We kicked off Science Week with our buddy session with Year 3, sharing the Happy Nappy experiment. The children worked in cross-class pairs to cur the padding out of a disposable nappy, put it into a bag to pull it apart and release the super-absorbent crystals. They then transferred the crystals into a transparent cup and added water. The crystals absorbed all the water and turned into a transparent gel which swelled to many times it original size. The children marked the level and put them on a sunny windowsill then predicted what would happen. Predictions ranged from – ‘the crystals will explode like a volcano’, to ‘they will shrink because the water will dry up’. When we checked back at the end of the week, we found that the level had gone down so the prediction that the water has evaporated, looks like it is the most likely, We will keep them on the windowsill and see if we can get back to the dry crystals we had at the start of the experiment (a reversible change).

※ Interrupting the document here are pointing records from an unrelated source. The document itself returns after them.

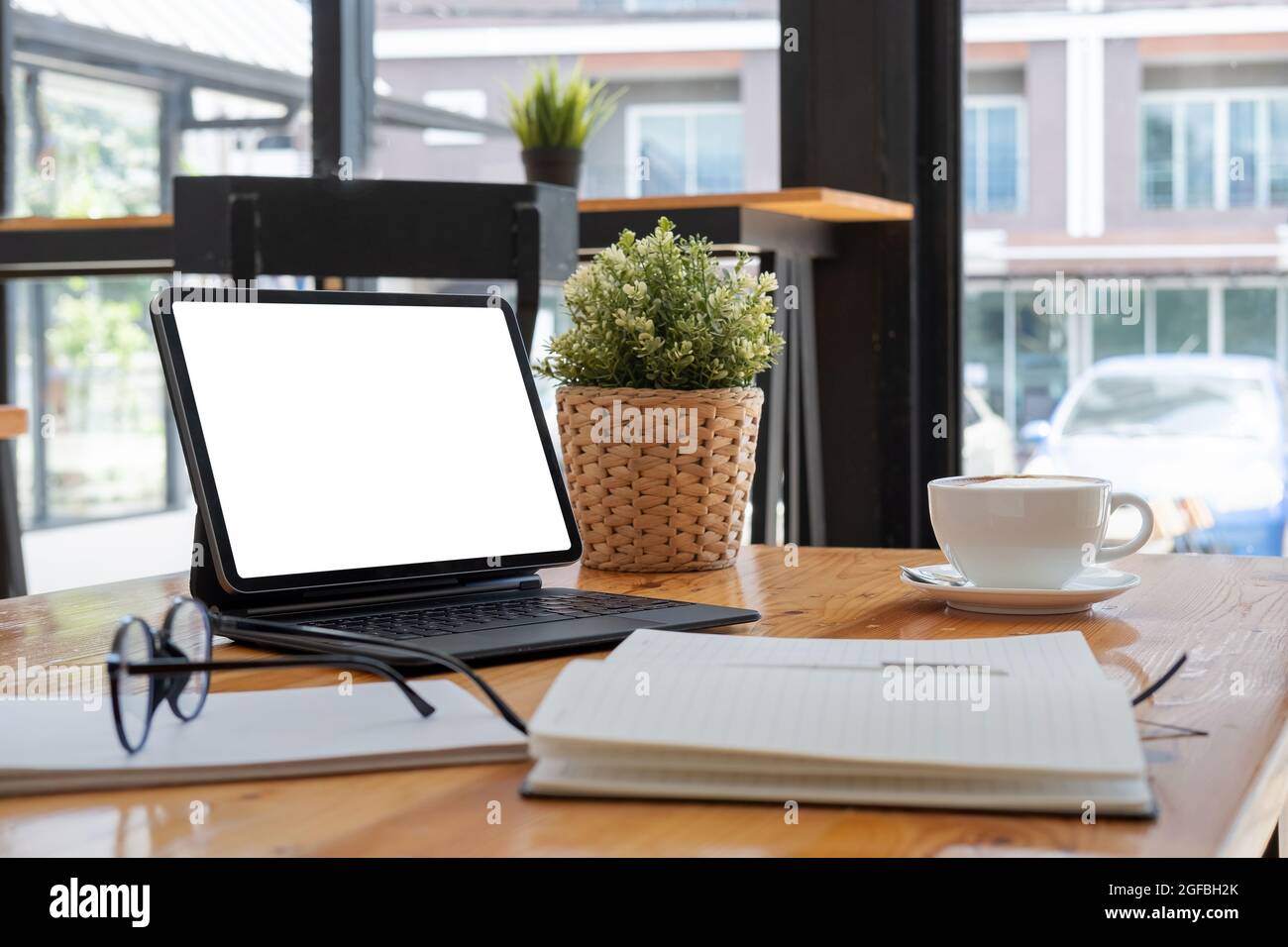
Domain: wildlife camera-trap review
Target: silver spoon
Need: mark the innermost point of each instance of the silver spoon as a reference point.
(919, 575)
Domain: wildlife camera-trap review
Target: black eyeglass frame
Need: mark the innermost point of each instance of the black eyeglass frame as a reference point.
(168, 669)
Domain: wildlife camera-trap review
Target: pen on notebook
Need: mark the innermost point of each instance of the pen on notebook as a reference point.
(881, 667)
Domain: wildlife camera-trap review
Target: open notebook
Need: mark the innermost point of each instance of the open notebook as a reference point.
(64, 746)
(1024, 723)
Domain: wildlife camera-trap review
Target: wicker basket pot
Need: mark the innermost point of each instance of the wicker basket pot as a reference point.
(658, 478)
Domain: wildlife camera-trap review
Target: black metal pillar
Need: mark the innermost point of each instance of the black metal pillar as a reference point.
(871, 102)
(342, 85)
(13, 574)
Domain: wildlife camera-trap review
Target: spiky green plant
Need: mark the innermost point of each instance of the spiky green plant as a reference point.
(661, 312)
(554, 112)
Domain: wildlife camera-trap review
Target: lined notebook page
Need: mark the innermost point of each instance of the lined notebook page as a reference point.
(1059, 655)
(1042, 793)
(1073, 724)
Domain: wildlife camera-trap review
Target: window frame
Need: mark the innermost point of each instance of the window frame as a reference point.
(1220, 99)
(980, 103)
(684, 110)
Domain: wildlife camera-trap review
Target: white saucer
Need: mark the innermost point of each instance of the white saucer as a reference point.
(1094, 583)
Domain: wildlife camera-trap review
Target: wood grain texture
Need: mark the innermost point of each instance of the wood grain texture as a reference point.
(13, 421)
(1218, 795)
(811, 202)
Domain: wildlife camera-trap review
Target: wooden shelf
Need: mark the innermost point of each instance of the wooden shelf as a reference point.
(13, 421)
(809, 202)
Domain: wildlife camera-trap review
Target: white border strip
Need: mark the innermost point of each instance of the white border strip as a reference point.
(581, 39)
(1033, 27)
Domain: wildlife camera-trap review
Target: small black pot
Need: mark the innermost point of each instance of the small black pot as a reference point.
(553, 165)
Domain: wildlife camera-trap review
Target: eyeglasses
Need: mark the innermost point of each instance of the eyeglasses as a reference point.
(172, 665)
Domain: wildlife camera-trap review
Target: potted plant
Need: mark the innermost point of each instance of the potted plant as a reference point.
(553, 119)
(657, 407)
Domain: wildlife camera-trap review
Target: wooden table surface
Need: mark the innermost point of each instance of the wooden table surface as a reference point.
(1220, 793)
(13, 421)
(810, 202)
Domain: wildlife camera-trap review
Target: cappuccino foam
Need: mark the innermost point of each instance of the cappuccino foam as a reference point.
(1029, 482)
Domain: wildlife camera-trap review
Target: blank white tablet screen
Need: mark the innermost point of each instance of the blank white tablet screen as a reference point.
(360, 436)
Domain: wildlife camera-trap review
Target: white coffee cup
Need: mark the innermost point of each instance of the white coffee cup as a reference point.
(1028, 531)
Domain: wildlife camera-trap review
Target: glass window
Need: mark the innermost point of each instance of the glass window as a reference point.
(1243, 154)
(1041, 361)
(687, 150)
(1249, 322)
(1112, 337)
(1180, 321)
(992, 158)
(84, 147)
(91, 381)
(1158, 405)
(1003, 158)
(1276, 162)
(984, 344)
(1199, 155)
(1157, 172)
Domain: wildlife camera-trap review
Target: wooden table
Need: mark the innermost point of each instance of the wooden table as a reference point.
(1218, 795)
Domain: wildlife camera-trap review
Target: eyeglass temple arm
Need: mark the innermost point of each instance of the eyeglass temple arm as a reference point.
(1153, 688)
(365, 664)
(340, 635)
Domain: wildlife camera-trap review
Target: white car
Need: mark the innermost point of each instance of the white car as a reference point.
(1205, 438)
(988, 445)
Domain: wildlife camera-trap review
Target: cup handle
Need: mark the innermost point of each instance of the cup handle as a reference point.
(1146, 527)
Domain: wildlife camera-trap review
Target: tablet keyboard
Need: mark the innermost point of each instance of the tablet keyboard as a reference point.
(475, 616)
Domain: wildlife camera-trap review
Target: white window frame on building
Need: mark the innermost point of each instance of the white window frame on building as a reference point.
(690, 111)
(1220, 99)
(1080, 328)
(980, 103)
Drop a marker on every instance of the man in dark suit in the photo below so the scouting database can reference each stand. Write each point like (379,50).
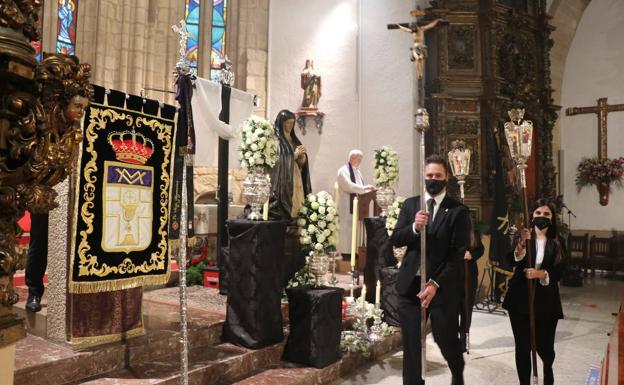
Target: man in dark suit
(448,237)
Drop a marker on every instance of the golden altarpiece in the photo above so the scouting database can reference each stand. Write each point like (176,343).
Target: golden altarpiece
(490,56)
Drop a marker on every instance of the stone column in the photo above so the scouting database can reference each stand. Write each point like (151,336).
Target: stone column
(58,262)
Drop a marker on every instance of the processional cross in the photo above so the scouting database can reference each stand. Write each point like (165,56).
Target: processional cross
(421,123)
(602,109)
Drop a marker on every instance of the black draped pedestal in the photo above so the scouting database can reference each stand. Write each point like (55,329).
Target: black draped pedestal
(315,325)
(389,297)
(378,253)
(254,317)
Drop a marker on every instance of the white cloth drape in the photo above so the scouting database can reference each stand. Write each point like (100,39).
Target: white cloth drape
(206,103)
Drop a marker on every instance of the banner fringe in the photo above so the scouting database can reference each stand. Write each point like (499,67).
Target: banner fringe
(120,284)
(85,342)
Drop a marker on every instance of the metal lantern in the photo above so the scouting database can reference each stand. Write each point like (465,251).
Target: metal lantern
(459,159)
(519,135)
(422,120)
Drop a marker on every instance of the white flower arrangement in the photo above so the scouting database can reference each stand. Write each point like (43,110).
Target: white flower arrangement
(259,145)
(318,223)
(385,166)
(393,214)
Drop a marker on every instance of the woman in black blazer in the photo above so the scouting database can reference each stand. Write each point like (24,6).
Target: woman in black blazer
(547,255)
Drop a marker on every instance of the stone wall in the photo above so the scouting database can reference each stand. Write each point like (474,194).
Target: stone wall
(593,69)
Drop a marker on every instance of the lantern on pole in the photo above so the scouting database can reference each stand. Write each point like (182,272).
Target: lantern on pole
(519,135)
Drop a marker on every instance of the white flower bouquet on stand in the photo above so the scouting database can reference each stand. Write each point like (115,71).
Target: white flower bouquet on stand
(318,232)
(391,220)
(258,153)
(386,174)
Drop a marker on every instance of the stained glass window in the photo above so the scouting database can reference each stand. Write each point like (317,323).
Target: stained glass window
(192,24)
(66,30)
(217,33)
(36,44)
(219,18)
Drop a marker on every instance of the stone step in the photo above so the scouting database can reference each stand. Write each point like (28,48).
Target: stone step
(41,361)
(292,374)
(207,366)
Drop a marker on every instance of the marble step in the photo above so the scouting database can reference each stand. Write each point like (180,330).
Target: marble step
(292,374)
(207,366)
(41,361)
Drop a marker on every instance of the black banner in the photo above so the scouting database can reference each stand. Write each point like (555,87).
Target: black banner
(123,186)
(500,244)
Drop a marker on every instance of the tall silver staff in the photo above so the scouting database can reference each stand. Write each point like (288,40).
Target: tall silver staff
(519,135)
(183,69)
(459,159)
(422,124)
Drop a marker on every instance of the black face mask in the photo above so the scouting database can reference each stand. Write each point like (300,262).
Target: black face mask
(541,222)
(435,186)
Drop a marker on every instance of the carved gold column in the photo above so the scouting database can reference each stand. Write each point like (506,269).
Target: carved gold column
(41,106)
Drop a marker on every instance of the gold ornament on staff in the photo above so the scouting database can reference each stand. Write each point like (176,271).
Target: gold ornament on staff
(459,159)
(183,68)
(519,135)
(422,124)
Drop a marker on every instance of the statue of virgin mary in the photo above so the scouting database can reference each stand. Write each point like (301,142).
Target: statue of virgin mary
(290,179)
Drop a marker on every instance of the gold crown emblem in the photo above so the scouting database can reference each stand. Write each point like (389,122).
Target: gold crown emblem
(131,147)
(418,12)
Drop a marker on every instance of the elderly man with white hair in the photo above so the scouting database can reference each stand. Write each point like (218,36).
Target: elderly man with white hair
(351,183)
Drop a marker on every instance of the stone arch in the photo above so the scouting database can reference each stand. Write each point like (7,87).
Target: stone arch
(566,16)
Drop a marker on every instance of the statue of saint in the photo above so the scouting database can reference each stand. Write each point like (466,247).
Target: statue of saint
(419,49)
(311,84)
(290,179)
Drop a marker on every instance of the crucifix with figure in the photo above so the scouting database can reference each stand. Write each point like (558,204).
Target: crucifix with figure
(602,109)
(421,122)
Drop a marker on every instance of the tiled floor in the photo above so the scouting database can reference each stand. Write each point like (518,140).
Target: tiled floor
(581,341)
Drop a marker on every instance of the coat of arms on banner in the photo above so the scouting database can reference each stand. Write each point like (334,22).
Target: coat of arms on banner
(128,190)
(122,199)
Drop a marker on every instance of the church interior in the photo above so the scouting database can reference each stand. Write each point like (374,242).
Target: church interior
(232,192)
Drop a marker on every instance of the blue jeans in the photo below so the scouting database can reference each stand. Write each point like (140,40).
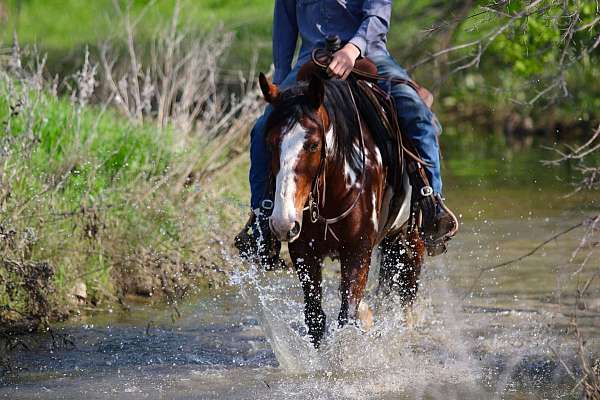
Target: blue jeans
(416,120)
(414,117)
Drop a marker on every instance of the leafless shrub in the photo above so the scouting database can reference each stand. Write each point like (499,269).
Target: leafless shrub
(176,82)
(587,252)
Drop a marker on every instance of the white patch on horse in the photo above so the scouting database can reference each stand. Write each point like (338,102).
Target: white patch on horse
(329,139)
(284,210)
(378,156)
(350,174)
(374,218)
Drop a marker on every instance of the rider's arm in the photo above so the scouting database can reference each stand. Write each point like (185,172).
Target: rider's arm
(285,36)
(375,23)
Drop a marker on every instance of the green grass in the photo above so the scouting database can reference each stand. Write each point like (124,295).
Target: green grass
(98,198)
(62,28)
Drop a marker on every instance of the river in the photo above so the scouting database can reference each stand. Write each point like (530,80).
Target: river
(502,340)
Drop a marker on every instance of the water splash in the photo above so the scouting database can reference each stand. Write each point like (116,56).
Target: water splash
(450,344)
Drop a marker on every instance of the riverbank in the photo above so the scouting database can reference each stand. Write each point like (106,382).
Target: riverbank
(95,206)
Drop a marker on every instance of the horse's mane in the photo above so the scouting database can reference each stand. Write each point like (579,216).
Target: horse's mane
(292,104)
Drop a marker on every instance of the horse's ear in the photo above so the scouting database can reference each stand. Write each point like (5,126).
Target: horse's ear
(316,92)
(270,91)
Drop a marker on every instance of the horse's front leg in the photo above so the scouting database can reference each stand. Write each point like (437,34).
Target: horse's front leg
(355,271)
(309,271)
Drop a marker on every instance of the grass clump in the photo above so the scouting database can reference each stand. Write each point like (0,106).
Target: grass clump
(95,206)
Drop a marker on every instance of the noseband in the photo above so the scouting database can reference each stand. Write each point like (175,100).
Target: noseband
(315,197)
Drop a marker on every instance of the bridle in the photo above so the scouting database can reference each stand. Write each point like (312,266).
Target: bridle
(315,199)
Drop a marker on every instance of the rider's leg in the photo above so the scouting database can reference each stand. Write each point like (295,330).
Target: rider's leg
(422,127)
(416,120)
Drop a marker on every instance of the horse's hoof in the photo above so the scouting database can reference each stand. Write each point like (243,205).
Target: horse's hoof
(365,316)
(411,319)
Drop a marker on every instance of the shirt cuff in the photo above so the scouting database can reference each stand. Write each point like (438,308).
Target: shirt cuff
(359,42)
(280,74)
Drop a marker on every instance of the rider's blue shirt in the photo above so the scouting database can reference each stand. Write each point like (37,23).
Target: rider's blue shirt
(364,23)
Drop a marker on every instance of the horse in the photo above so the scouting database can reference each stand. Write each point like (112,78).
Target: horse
(331,198)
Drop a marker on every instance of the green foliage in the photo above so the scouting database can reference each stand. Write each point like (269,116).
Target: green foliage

On Tuesday we made Skittles rainbows by adding warm water (dissolving), On Wednesday tried some Milk Magic. We explored how the globules of fat in milk make drops of food colouring hold together, and how adding a drop of washing up liquid can break them apart, making the colouring swirl together. On Thursday we asked the question, are all bubbles spheres? and we tried making a square bubble wand to test the theory. Finally, on Friday, we looked at precipitation (which we discussed included rain, sleet, hail or snow). We made a shaving foam cloud, which floated on top of a bowl of water, and added blue food colouring. Once the liquid became too heavy for the cloud it fell though as rain. This continued for some time. We noticed that the more food colouring we added, the heavier the rainstorm. We joined in a Go Noodle dance about the water cycle and used a balloon to show how static electricity of the clouds rubbing together made the thunder and lightning.